Known today as the city of laptops and lederhosen, modern Munich is a cosmopolitan playground that nevertheless represents what the rest of the world incorrectly sees as "typically German": world-famous Oktoberfest, traditional lederhosen (leather trousers), busty Bavarian waitresses in dirndls (traditional dresses), beer steins, and sausages.
Munich's cleanliness, safety, and Mediterranean pace give it a slightly rustic feel. The broad sidewalks, fashionable boutiques and eateries, views of the Alps, a sizeable river running through town, and a huge green park make Munich one of Germany's most visited cities. When the first rays of spring sun begin warming the air, follow the locals to their beloved beer gardens, shaded by massive chestnut trees.
The number of electronics and computer firms—Siemens, Microsoft, and SAP, for starters—makes Munich a sort of mini-Silicon Valley of Germany, but for all its business drive, this is still a city with roots in the 12th century, when it began as a market town on the "salt road" between mighty Salzburg and Augsburg.
That Munich was the birthplace of the Nazi movement is a difficult truth that those living here continue to grapple with.
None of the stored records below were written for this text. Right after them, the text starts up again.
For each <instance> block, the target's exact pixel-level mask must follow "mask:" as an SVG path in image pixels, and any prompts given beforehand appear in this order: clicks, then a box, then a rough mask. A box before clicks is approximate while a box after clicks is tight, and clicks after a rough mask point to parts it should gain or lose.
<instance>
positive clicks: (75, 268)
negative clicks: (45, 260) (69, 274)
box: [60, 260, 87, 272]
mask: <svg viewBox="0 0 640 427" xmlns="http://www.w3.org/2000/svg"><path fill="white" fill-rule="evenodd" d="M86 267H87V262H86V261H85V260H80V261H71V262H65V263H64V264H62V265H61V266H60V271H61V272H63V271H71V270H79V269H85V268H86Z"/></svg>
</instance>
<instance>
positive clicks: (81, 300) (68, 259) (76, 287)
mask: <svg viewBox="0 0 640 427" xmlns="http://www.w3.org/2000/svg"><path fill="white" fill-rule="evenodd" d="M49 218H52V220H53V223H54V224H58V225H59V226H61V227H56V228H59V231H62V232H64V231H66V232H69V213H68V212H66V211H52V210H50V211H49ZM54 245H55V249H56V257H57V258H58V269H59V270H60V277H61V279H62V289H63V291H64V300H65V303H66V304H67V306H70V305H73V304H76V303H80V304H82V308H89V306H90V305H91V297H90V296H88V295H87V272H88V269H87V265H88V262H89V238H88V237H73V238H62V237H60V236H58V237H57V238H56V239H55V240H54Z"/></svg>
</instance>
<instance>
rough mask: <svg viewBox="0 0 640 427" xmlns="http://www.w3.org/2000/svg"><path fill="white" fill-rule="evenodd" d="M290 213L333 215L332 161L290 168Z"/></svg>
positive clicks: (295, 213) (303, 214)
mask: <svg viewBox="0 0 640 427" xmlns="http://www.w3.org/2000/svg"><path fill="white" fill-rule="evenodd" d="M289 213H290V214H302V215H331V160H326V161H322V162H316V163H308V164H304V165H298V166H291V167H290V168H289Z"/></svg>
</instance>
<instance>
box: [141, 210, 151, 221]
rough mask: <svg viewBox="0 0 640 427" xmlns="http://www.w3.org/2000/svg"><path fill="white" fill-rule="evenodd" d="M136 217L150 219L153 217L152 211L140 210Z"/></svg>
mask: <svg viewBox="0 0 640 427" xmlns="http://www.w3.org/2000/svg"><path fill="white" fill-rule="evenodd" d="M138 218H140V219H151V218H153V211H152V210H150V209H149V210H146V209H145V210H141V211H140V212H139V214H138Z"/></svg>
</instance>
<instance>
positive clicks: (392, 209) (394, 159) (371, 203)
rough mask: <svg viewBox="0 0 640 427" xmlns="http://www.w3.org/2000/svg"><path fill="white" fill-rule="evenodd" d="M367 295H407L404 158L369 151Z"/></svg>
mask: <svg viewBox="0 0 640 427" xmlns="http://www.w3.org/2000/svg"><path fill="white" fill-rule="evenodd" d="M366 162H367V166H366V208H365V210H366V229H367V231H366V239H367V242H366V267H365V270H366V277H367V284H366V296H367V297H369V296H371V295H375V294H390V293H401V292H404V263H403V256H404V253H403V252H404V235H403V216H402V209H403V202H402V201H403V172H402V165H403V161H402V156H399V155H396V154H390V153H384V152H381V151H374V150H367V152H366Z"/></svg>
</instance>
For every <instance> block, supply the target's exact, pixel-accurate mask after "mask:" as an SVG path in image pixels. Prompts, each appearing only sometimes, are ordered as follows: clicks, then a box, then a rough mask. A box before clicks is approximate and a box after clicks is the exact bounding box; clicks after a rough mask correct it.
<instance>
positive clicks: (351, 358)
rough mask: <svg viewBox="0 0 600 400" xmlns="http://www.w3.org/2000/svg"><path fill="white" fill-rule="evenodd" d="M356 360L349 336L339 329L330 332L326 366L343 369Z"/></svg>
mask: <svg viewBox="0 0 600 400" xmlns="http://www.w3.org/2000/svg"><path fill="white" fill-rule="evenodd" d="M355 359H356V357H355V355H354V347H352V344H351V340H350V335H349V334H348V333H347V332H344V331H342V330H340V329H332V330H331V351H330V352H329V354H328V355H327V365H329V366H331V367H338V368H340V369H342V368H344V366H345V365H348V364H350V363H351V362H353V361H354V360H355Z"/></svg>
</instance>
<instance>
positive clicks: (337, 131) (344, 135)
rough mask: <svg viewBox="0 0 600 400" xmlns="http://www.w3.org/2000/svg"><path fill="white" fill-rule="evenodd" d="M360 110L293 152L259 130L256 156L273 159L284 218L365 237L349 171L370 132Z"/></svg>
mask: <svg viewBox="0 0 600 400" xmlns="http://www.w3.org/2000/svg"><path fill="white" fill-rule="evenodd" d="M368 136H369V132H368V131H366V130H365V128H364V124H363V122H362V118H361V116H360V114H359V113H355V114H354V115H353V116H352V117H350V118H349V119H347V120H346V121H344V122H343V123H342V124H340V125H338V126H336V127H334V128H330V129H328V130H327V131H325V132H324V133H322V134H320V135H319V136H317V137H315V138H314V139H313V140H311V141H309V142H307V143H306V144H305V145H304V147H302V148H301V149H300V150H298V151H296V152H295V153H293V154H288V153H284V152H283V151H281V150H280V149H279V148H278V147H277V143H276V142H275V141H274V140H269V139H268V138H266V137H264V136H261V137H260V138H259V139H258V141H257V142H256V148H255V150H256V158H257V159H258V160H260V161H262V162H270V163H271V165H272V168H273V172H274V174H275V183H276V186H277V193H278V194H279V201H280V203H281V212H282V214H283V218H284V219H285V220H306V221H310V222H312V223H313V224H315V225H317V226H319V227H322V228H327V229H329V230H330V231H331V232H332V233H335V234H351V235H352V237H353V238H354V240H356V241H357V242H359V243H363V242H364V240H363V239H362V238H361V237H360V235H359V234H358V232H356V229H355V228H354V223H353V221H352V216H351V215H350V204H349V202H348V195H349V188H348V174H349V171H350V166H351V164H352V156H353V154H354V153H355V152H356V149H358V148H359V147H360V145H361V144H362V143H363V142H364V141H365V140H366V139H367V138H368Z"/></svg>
To distance the city from its Nazi past, city leaders looked to Munich's long pre-Nazi history to highlight what they decreed was the real Munich: a city of great architecture, high art, and fine music. Many of the Altstadt's architectural gems were rebuilt post-war, including the lavish Cuvilliés-Theatre, the Altes Rathaus, and the Frauenkirche.
The city's appreciation of the arts began under the kings and dukes of the Wittelsbach Dynasty, which ruled Bavaria for eight centuries, until 1918. The Wittelsbach legacy is alive and well in many of the city's museums and exhibition centers, the Opera House, the philharmonic, and, of course, the Residenz, the city's royal palace. Any walk in the City Center will take you past ravishing baroque decoration and grand 19th-century neoclassical architecture.